Des détenus sont mis à profit pour nettoyer et désinfecter les cellules dans certaines prisons, comme dans celle-ci à San Diego.
Photo: Sandy Huffaker Agence France-Presse Des détenus sont mis à profit pour nettoyer et désinfecter les cellules dans certaines prisons, comme dans celle-ci à San Diego.

Au moins 30 000 détenus et employés pénitentiaires aux États-Unis ont contracté le nouveau coronavirus, selon des données actualisées mercredi, des contagions qui contribuent à l’augmentation en cours du nombre de cas hors des grands foyers initiaux de la pandémie dans le pays.

Environ 21 000 détenus et 9000 agents sont des cas confirmés, selon les chiffres compilés par l’école de droit de l’université de Californie-Los-Angeles. Parmi eux, 285 détenus et 34 employés sont morts. Les statistiques officielles sont en retard sur ces chiffres glanés indépendamment par les chercheurs.

Dans un rapport publié mercredi, les Centres de prévention et de lutte contre les maladies (CDC) ont comptabilisé 4893 détenus et 2778 membres des services pénitentiaires infectés au 28 avril, dans 420 prisons et centres de détention répartis dans 32 États américains. Selon cette étude, 88 prisonniers et 15 agents contaminés sont morts.

Ces chiffres sous-estiment sans doute grandement l’ampleur des contagions en prison, comme le préviennent les auteurs du rapport, car près d’un tiers des juridictions consultées n’ont pas répondu, et car nombre de détenus contaminés ne sont pas testés. Dans l’étude conduite par les CDC, la moitié des prisons ont rapporté des cas uniquement parmi les agents et pas chez les détenus.

« Puisque les agents se déplacent quotidiennement entre les établissements pénitentiaires et leurs quartiers, ils pourraient être une source importante d’introduction du virus dans les établissements », écrivent les auteurs, qui notent sobrement que de « nombreux établissements ne proposent pas de test à leurs employés ».

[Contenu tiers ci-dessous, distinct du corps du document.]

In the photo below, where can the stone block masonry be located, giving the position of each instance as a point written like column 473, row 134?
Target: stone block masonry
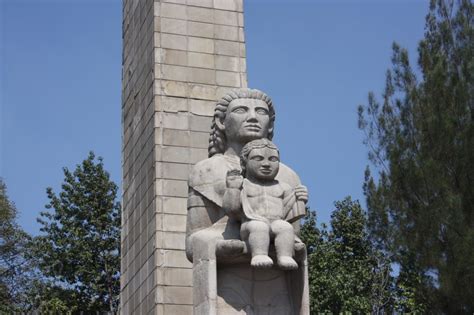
column 179, row 57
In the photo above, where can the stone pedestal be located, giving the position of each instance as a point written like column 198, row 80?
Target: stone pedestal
column 179, row 57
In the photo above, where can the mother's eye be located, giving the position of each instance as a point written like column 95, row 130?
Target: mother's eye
column 239, row 110
column 262, row 111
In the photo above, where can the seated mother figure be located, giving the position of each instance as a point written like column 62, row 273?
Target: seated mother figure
column 240, row 116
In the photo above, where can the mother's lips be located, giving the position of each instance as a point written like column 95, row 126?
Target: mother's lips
column 253, row 127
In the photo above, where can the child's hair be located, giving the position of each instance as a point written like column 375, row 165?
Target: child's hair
column 254, row 144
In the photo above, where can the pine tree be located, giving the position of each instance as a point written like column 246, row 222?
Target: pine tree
column 421, row 142
column 346, row 273
column 14, row 267
column 79, row 250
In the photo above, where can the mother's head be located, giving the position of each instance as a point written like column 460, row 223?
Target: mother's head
column 241, row 115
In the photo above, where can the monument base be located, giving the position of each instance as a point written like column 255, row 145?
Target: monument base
column 244, row 290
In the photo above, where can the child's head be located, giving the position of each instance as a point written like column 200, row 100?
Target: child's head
column 260, row 159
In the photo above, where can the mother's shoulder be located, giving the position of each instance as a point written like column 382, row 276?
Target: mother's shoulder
column 208, row 171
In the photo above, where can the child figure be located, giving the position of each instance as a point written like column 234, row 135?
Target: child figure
column 264, row 205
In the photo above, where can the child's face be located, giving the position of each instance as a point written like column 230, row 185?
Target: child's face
column 263, row 164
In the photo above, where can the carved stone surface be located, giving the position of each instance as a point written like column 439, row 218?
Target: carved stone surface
column 243, row 214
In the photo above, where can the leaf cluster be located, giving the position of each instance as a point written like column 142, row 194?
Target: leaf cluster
column 79, row 250
column 421, row 142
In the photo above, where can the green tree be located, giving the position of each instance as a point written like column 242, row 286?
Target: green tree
column 14, row 267
column 421, row 142
column 79, row 250
column 346, row 273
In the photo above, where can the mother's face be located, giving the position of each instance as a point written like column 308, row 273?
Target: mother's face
column 246, row 119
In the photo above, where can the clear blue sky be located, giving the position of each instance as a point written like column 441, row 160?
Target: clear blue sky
column 60, row 87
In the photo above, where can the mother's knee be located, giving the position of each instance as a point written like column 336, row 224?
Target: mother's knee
column 279, row 226
column 257, row 226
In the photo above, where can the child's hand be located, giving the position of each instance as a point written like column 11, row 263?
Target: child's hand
column 234, row 179
column 301, row 193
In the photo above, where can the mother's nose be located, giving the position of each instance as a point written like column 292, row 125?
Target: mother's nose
column 251, row 114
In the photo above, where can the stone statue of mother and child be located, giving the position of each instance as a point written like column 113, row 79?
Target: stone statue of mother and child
column 244, row 207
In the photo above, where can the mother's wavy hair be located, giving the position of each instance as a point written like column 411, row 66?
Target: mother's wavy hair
column 217, row 139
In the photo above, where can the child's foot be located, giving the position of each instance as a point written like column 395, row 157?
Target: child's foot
column 261, row 261
column 287, row 263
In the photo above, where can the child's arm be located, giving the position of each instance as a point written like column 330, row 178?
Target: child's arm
column 231, row 202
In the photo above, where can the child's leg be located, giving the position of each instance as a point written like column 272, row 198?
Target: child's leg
column 284, row 244
column 257, row 235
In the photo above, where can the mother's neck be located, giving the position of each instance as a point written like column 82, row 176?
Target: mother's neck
column 233, row 149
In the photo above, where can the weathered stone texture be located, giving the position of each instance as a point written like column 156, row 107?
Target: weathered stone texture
column 179, row 57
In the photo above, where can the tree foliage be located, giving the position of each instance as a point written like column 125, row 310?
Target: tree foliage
column 421, row 142
column 79, row 251
column 14, row 266
column 346, row 273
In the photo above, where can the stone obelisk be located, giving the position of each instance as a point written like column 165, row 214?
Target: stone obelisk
column 179, row 57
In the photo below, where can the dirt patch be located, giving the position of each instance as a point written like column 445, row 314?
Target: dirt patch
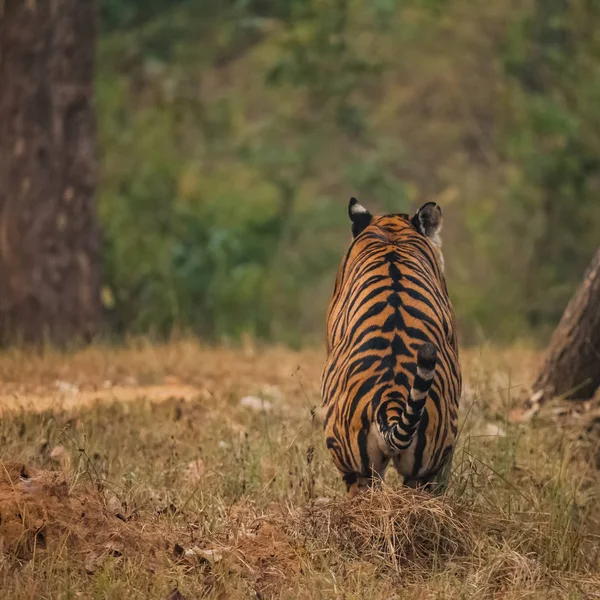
column 72, row 398
column 39, row 512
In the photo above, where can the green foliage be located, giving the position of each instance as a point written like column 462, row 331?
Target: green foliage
column 233, row 133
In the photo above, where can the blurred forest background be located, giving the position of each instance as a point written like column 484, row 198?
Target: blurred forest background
column 233, row 132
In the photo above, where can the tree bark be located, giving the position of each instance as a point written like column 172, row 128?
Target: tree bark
column 572, row 364
column 49, row 240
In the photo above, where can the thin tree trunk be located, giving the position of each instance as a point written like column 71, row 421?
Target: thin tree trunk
column 572, row 365
column 49, row 271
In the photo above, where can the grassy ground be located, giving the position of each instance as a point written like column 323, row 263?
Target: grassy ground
column 180, row 471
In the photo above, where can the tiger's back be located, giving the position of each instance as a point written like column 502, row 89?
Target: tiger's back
column 391, row 382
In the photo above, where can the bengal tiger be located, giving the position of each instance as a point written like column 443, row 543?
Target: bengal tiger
column 392, row 380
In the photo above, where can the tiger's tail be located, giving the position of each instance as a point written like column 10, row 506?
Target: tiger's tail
column 397, row 422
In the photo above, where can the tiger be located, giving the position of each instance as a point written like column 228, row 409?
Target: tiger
column 392, row 379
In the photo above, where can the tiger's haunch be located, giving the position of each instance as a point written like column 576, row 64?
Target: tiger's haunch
column 392, row 380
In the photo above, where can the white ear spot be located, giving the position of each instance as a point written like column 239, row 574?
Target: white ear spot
column 358, row 209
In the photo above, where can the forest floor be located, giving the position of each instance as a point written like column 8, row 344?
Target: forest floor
column 180, row 471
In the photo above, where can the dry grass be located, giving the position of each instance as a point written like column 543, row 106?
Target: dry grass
column 139, row 472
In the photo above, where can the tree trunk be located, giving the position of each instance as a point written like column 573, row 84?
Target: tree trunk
column 572, row 365
column 49, row 240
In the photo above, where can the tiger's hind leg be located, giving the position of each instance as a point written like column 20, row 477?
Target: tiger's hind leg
column 436, row 482
column 356, row 483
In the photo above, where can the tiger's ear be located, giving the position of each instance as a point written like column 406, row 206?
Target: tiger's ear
column 359, row 216
column 428, row 221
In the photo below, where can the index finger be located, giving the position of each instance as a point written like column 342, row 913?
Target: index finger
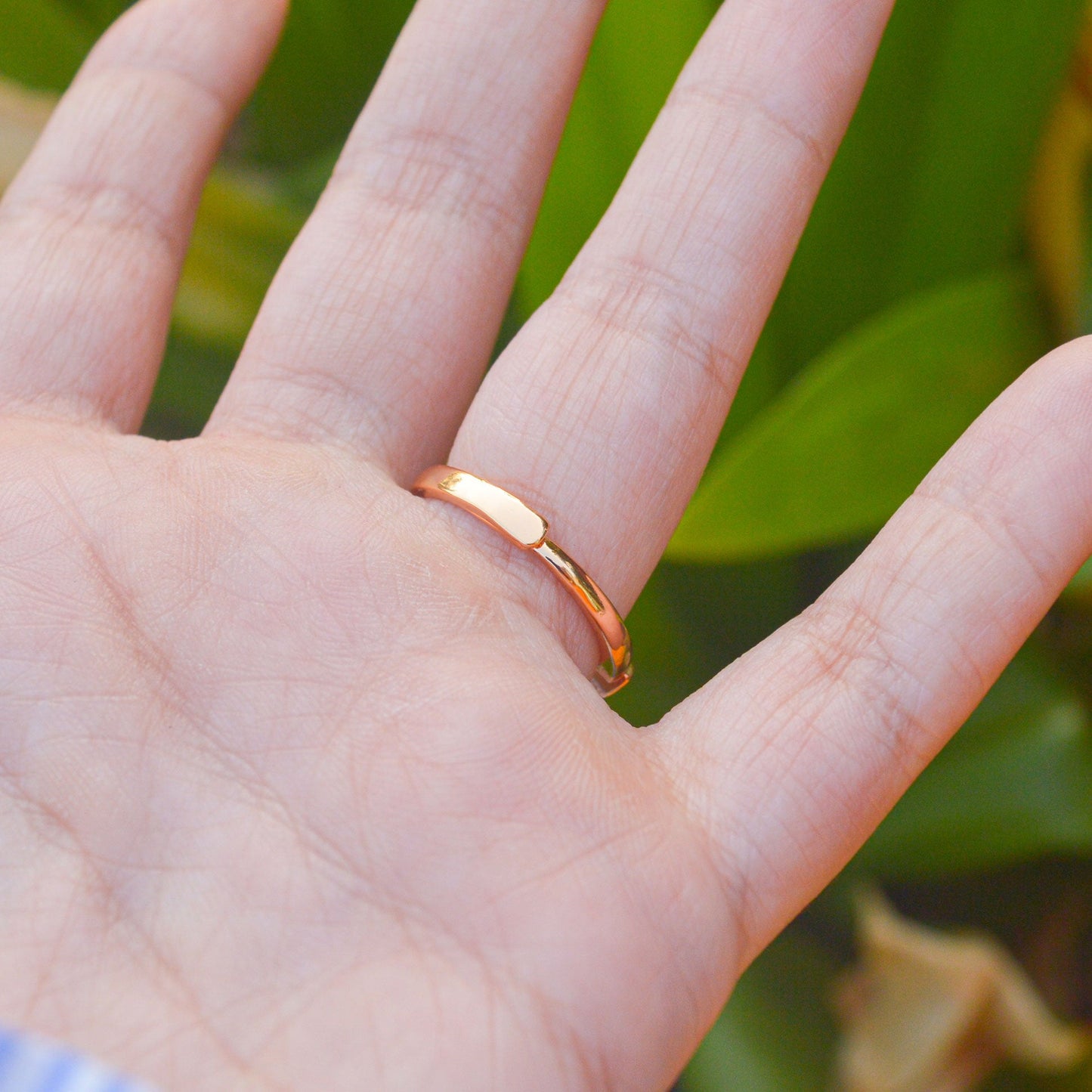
column 794, row 753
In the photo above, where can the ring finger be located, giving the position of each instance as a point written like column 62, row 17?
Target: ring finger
column 379, row 326
column 605, row 409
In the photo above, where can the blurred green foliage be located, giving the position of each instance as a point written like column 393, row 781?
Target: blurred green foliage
column 911, row 304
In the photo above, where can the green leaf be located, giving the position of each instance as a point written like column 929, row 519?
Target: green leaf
column 777, row 1033
column 330, row 56
column 930, row 184
column 1013, row 785
column 42, row 43
column 838, row 452
column 97, row 14
column 190, row 382
column 639, row 51
column 243, row 232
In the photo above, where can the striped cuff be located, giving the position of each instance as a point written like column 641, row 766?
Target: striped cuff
column 29, row 1064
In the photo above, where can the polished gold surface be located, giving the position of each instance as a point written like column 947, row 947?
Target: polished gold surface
column 527, row 530
column 508, row 515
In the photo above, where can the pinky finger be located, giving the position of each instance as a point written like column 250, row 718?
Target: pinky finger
column 94, row 230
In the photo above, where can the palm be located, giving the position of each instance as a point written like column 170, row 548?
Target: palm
column 302, row 784
column 287, row 807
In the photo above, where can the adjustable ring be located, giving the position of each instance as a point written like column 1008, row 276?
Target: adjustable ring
column 527, row 530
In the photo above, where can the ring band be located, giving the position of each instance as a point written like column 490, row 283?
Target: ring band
column 527, row 530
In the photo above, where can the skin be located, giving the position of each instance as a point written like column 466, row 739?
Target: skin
column 302, row 782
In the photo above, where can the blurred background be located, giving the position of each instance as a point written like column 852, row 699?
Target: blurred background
column 948, row 250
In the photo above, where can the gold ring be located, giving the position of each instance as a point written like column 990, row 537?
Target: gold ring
column 527, row 530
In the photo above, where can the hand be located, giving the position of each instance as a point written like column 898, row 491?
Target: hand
column 302, row 781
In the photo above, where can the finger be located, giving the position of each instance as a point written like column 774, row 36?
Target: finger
column 604, row 411
column 382, row 321
column 794, row 753
column 94, row 228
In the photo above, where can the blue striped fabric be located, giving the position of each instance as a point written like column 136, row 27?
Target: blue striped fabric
column 29, row 1064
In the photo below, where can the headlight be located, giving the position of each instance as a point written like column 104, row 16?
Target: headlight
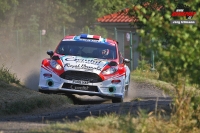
column 110, row 70
column 55, row 65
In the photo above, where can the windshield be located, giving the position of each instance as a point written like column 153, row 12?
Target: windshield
column 87, row 49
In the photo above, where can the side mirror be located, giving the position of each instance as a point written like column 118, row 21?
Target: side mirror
column 126, row 60
column 50, row 53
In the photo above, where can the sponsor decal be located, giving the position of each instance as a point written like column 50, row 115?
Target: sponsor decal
column 85, row 88
column 183, row 11
column 44, row 88
column 83, row 63
column 80, row 82
column 90, row 40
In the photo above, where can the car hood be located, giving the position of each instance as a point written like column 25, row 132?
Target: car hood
column 77, row 63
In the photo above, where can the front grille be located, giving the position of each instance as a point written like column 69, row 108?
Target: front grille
column 80, row 87
column 78, row 75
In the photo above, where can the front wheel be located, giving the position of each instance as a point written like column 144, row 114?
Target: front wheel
column 117, row 100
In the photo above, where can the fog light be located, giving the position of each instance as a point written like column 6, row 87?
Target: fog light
column 115, row 81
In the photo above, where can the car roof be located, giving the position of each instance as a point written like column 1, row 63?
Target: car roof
column 90, row 38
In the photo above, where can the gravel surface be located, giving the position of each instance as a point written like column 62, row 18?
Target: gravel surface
column 146, row 97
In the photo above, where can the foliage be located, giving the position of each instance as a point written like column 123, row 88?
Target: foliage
column 177, row 45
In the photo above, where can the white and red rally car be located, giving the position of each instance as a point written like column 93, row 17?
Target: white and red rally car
column 88, row 65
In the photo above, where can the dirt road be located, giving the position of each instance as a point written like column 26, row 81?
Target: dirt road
column 146, row 97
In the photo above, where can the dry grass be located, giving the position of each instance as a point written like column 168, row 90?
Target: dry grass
column 185, row 117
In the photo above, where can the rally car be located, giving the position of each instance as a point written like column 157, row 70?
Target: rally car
column 88, row 65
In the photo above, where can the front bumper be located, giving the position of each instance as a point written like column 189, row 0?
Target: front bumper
column 103, row 89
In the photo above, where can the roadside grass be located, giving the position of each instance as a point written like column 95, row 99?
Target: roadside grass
column 184, row 118
column 16, row 99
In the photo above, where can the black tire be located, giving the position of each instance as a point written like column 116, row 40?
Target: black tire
column 117, row 100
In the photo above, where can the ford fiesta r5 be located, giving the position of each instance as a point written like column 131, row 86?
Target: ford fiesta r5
column 88, row 65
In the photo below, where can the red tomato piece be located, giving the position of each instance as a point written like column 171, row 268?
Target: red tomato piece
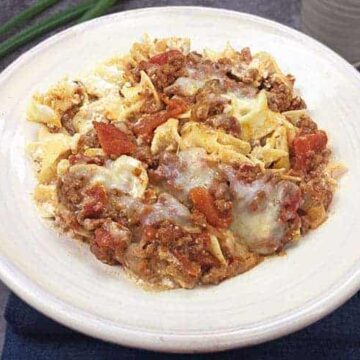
column 103, row 238
column 112, row 140
column 148, row 124
column 204, row 202
column 94, row 202
column 305, row 145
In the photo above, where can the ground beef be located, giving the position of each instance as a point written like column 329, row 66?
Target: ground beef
column 317, row 196
column 143, row 153
column 248, row 173
column 110, row 242
column 306, row 125
column 80, row 158
column 167, row 251
column 67, row 119
column 209, row 101
column 225, row 122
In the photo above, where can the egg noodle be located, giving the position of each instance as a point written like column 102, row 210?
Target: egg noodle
column 185, row 168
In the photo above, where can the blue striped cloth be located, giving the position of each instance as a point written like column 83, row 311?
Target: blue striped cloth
column 32, row 336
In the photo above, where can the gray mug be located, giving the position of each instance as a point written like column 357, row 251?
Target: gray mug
column 335, row 23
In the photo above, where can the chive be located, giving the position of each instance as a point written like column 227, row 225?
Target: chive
column 27, row 14
column 44, row 26
column 99, row 9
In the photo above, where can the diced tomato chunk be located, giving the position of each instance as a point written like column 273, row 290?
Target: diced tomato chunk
column 148, row 124
column 112, row 140
column 94, row 202
column 204, row 202
column 163, row 58
column 304, row 146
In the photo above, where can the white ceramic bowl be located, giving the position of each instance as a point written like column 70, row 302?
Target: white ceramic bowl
column 62, row 279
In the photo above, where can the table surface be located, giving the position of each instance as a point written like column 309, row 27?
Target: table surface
column 283, row 11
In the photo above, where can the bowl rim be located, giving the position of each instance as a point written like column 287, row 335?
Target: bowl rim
column 92, row 325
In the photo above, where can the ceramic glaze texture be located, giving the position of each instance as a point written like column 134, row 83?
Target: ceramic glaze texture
column 61, row 278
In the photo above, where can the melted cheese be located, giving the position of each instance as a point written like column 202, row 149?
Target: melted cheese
column 261, row 229
column 125, row 174
column 194, row 171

Les prisons cumulent les facteurs favorisant la pandémie : cellules surpeuplées, personnel débordé, détenus souffrant souvent de pathologiespréexistantes, difficulté de désinfecter régulièrement. En avril, une prison à Marion, dans l’État de l’Ohio, est arrivée au sommet des établissements américains les plus touchés, maisons de retraite comprises, avec plus de 80 % de ses quelque 2500 détenus et 175 employés pénitentiaires déclarés positifs.

 

« Pire que Pearl Harbor »

Par ailleurs, le président américain a estimé mercredi que la crise liée au coronavirus était « pire » que l’attaque-surprise du Japon, en 1941, contre la base militaire de Pearl Harbor, à Hawaï.

« Ce fut l’attaque la pire à laquelle notre pays a jamais été confronté. C’est pire que Pearl Harbor », a déclaré M. Trump en évoquant cette offensive aérienne qui a poussé les États-Unis à entrer dans la Seconde Guerre mondiale.

« C’est pire que le World Trade Center », a-t-il ajouté dans une référence aux attentats du 11 septembre 2001 qui ont fait près de 3000 morts.

« Il n’y a jamais eu une attaque de cette nature. Et cela n’aurait jamais dû arriver », a-t-il encore dit, réaffirmant sa volonté de « rouvrir le pays ».

Le président américain a par ailleurs expliqué pourquoi il renonçait finalement à supprimer la cellule de crise sur le coronavirus mise en place pour organiser la riposte au niveau fédéral face à la pandémie.

« Je n’avais pas réalisé à quel point la cellule de crise était populaire », a-t-il déclaré, précisant que « deux ou trois » personnes pourraient y être ajoutées. « Elle est très appréciée du public », a-t-il insisté.

Mardi, le vice-président Mike Pence avait indiqué que cette « Task force » serait démantelée dans les semaines à venir pour revenir à un fonctionnement plus traditionnel, par ministères.

Les États-Unis viennent de franchir le cap des 70 000 décès liés au coronavirus et pourraient atteindre celui des 100 000 avant le début du mois de juin, selon de multiples modèles épidémiologiques.